In realtà, in fondo in fondo, un po’ di paura c’è. Chi non l’avrebbe. Eppure, prevale la gioia di riabbracciare fratelli e sorelle nell’altro capo del mondo; nel cuore la voglia di essere con loro in questo momento difficile; l’entusiasmo di poter raccontare che non sono soli. Più passano le ore, più avverto vero e attuale quel «Giovani di tutto il mondo unitevi», lanciato da Chiara Lubich, fondatrice del Movimento dei Focolari, nel 1967. Allora come oggi: tensioni sociali e diseguaglianze. Ricordarlo fa vibrare le corde della mia anima, mi spinge ad alzarmi dalla comodità del divano, dalla sicurezza della mia intimità, per poter incontrare, capire, accogliere il fratello o la sorella che mi sono accanto.
Proprio quest’anno, la ventesima edizione della Settimana Mondo Unito approfondisce il tema dell’interculturalità. Quando me la presentarono la prima volta, rimasi affascinato. Un'occasione unica, nella quale (in tutto il mondo) si intensificano gli sforzi per mostrare, alle persone e alle istituzioni, che è possibile credere in un mondo unito; mostrare che ci sono persone che nel silenzio di tutti i giorni decidono di amare piuttosto che giudicare, cercano di accogliere piuttosto che emarginare. Insomma, provano a costruire ponti di fraternità!
Dopo Budapest (dove nel 2012 fu lanciato lo United World Project), si è fatto capolino a Gerusalemme, Nairobi e Mumbay, punti caldi del mondo, ma dai quali si è testimoniato che la fraternità universale è qualcosa di reale, tangibile, non un'utopia o il sogno di pochi! Quest’anno, destinazione Sud America. Mentre sto tornando a casa, la mente inizia a viaggiare e fantasticare. Inizio a chiedermi cosa succederà domani, chi incontrerò, cosa potrò fare per rendermi utile; poi, un trillo mi fa trasalire: è un messaggio whatsapp di chi è già arrivato lì da poche ore.

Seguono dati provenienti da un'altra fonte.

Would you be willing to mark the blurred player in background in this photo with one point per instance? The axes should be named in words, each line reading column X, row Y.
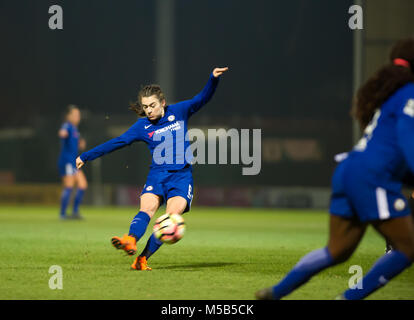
column 367, row 183
column 166, row 182
column 70, row 143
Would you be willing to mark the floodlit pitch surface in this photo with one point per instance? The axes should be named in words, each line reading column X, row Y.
column 226, row 253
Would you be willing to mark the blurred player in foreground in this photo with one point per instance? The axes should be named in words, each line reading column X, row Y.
column 162, row 127
column 366, row 185
column 70, row 142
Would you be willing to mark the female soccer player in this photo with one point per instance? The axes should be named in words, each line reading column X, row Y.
column 70, row 142
column 366, row 185
column 163, row 128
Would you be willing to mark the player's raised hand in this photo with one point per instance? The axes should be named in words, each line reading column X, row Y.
column 79, row 163
column 217, row 72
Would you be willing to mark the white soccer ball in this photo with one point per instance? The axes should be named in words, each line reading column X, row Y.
column 169, row 228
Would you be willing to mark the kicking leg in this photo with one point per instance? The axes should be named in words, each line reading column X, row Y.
column 400, row 232
column 82, row 185
column 344, row 237
column 149, row 205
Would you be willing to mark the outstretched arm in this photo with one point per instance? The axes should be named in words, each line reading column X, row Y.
column 192, row 106
column 133, row 134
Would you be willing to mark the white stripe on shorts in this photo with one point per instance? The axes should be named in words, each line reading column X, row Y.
column 382, row 203
column 69, row 169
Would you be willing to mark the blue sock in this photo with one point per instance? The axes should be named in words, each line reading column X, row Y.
column 64, row 201
column 307, row 267
column 78, row 200
column 386, row 268
column 153, row 245
column 139, row 225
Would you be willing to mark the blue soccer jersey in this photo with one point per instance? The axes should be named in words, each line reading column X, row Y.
column 69, row 150
column 165, row 137
column 368, row 183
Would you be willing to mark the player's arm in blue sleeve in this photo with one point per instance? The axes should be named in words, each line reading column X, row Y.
column 131, row 135
column 405, row 133
column 189, row 107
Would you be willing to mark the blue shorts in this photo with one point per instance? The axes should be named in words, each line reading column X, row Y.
column 67, row 169
column 358, row 194
column 171, row 183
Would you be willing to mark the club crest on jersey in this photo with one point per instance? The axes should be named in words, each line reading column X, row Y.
column 399, row 204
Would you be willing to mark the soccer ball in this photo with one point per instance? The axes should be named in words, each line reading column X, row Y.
column 169, row 228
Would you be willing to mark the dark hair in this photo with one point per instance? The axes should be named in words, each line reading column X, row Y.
column 384, row 82
column 70, row 108
column 147, row 91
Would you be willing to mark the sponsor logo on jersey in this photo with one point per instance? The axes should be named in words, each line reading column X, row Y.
column 399, row 204
column 409, row 108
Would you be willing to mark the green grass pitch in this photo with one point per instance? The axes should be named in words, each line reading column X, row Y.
column 225, row 254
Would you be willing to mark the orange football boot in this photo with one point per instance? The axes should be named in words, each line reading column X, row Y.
column 140, row 263
column 126, row 243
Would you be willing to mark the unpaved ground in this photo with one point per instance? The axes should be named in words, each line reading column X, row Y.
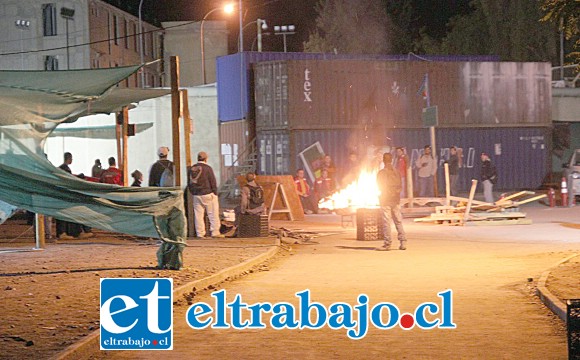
column 50, row 298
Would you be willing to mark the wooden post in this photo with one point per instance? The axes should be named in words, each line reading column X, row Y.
column 124, row 166
column 118, row 136
column 40, row 239
column 470, row 200
column 447, row 186
column 187, row 128
column 175, row 107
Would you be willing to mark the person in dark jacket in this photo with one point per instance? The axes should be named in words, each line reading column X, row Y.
column 488, row 177
column 159, row 167
column 137, row 178
column 389, row 183
column 202, row 185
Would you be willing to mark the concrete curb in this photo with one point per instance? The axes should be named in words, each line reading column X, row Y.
column 86, row 347
column 549, row 299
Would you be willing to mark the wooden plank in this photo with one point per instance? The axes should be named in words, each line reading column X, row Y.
column 268, row 182
column 500, row 222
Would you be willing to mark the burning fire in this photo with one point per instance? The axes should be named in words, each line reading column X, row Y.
column 362, row 193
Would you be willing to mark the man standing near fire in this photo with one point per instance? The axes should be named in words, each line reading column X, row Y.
column 389, row 183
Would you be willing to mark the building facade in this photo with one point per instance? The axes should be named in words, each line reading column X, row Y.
column 78, row 34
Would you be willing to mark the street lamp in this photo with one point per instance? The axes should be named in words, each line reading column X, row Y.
column 22, row 25
column 284, row 30
column 228, row 9
column 261, row 24
column 141, row 45
column 67, row 14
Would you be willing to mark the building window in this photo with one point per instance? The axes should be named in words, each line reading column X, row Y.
column 116, row 29
column 49, row 19
column 135, row 38
column 50, row 63
column 126, row 30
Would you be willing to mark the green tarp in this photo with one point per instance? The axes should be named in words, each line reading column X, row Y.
column 32, row 104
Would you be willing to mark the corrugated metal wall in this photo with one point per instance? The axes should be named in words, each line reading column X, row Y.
column 233, row 99
column 521, row 155
column 234, row 138
column 344, row 94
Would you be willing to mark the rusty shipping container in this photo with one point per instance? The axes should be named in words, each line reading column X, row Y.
column 334, row 94
column 521, row 155
column 234, row 140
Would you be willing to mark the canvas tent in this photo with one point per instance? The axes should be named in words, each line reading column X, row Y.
column 32, row 105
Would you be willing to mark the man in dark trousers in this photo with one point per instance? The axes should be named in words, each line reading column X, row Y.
column 67, row 230
column 160, row 166
column 389, row 183
column 252, row 199
column 202, row 185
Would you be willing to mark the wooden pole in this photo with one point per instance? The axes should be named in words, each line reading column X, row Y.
column 40, row 238
column 118, row 135
column 175, row 107
column 187, row 128
column 471, row 195
column 124, row 166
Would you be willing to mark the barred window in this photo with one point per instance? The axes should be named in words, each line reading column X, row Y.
column 49, row 19
column 50, row 63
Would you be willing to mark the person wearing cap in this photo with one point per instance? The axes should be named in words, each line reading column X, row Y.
column 160, row 166
column 488, row 177
column 453, row 163
column 427, row 167
column 202, row 185
column 137, row 178
column 401, row 164
column 389, row 183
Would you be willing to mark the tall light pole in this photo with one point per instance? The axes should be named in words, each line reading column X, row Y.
column 261, row 23
column 22, row 25
column 67, row 14
column 284, row 30
column 141, row 45
column 228, row 9
column 241, row 42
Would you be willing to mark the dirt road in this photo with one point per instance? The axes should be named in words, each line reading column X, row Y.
column 488, row 269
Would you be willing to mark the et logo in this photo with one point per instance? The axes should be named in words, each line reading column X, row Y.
column 136, row 314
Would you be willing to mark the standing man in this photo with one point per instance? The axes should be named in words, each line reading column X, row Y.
column 402, row 168
column 309, row 204
column 488, row 177
column 112, row 175
column 159, row 167
column 453, row 170
column 389, row 183
column 203, row 187
column 427, row 166
column 67, row 230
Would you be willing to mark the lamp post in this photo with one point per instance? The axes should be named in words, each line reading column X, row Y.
column 67, row 14
column 22, row 25
column 284, row 30
column 261, row 23
column 141, row 45
column 228, row 9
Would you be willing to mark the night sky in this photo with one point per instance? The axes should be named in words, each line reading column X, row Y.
column 431, row 14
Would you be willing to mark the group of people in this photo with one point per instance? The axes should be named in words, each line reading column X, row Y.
column 427, row 167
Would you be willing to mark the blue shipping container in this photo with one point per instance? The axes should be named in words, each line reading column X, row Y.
column 521, row 155
column 234, row 73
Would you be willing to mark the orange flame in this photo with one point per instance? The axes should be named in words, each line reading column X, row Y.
column 362, row 193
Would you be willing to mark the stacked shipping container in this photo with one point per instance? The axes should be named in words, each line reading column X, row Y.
column 353, row 105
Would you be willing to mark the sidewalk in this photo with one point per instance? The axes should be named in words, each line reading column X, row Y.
column 51, row 297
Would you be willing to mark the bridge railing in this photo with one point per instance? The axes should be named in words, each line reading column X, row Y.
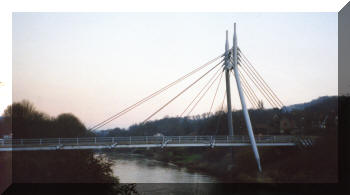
column 146, row 140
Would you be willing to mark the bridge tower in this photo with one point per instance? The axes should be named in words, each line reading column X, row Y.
column 228, row 66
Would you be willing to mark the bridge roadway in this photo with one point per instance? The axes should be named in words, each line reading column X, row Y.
column 148, row 142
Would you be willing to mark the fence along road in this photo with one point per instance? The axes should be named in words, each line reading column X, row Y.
column 148, row 141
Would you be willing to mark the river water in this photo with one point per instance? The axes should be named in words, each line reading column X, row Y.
column 156, row 177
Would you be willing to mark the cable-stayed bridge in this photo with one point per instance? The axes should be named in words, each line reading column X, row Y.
column 232, row 62
column 80, row 143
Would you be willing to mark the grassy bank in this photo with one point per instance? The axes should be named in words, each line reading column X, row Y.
column 280, row 164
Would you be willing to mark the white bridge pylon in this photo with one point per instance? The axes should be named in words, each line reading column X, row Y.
column 231, row 55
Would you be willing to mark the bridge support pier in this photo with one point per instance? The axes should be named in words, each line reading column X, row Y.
column 244, row 107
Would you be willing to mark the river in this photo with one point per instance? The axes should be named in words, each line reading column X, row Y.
column 156, row 177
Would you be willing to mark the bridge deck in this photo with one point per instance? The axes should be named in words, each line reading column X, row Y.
column 141, row 142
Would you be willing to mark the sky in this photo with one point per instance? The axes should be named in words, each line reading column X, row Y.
column 94, row 65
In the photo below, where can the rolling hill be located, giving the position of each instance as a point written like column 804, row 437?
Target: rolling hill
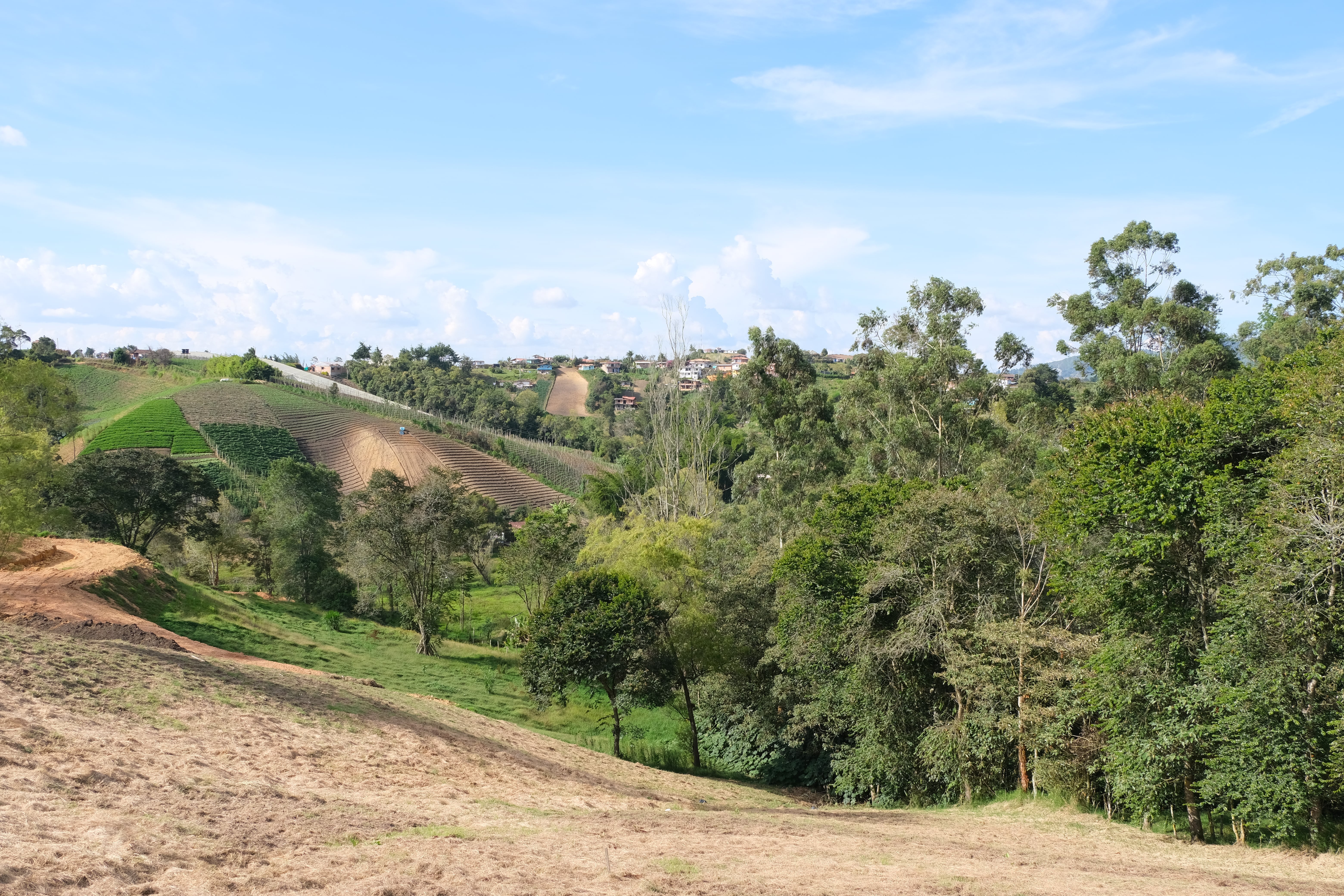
column 138, row 761
column 351, row 443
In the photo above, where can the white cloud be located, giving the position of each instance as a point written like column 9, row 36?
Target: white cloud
column 1299, row 111
column 156, row 312
column 796, row 252
column 377, row 305
column 1064, row 64
column 553, row 297
column 521, row 330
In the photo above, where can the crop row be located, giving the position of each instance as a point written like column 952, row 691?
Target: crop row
column 252, row 448
column 156, row 424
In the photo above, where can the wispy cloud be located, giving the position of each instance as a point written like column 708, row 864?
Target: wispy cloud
column 1299, row 111
column 1065, row 65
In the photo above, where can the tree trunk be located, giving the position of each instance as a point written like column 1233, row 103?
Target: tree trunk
column 1197, row 825
column 690, row 718
column 616, row 726
column 427, row 645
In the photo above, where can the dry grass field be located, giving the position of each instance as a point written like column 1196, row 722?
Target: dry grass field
column 569, row 394
column 132, row 770
column 138, row 769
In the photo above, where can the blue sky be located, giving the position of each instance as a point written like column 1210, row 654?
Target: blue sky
column 530, row 177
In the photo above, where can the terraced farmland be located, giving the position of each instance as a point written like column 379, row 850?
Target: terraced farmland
column 225, row 404
column 252, row 448
column 158, row 424
column 355, row 445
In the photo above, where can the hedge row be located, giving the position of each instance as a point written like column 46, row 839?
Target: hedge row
column 156, row 424
column 252, row 448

Mi guardo intorno, mi rendo conto che c’è una signora anziana che cerca posto e uno straniero che cerca informazioni (ma con scarso interesse da parte delle persone che gli stanno attorno). Mi alzo e faccio accomodare la signora; con un sorriso cerco lo sguardo dello straniero e cerco di rispondere alle sue domande. Parla poco italiano e mi accorgo che ha sbagliato strada. Cerco di fargli capire come fare per tornare a casa. Alla fine, scendendo, mi ricambia con un sorriso. È vero: domani sarò a Quito. Ma la fraternità inizia dai piccoli gesti, dai piccoli atti d’amore di tutti i giorni.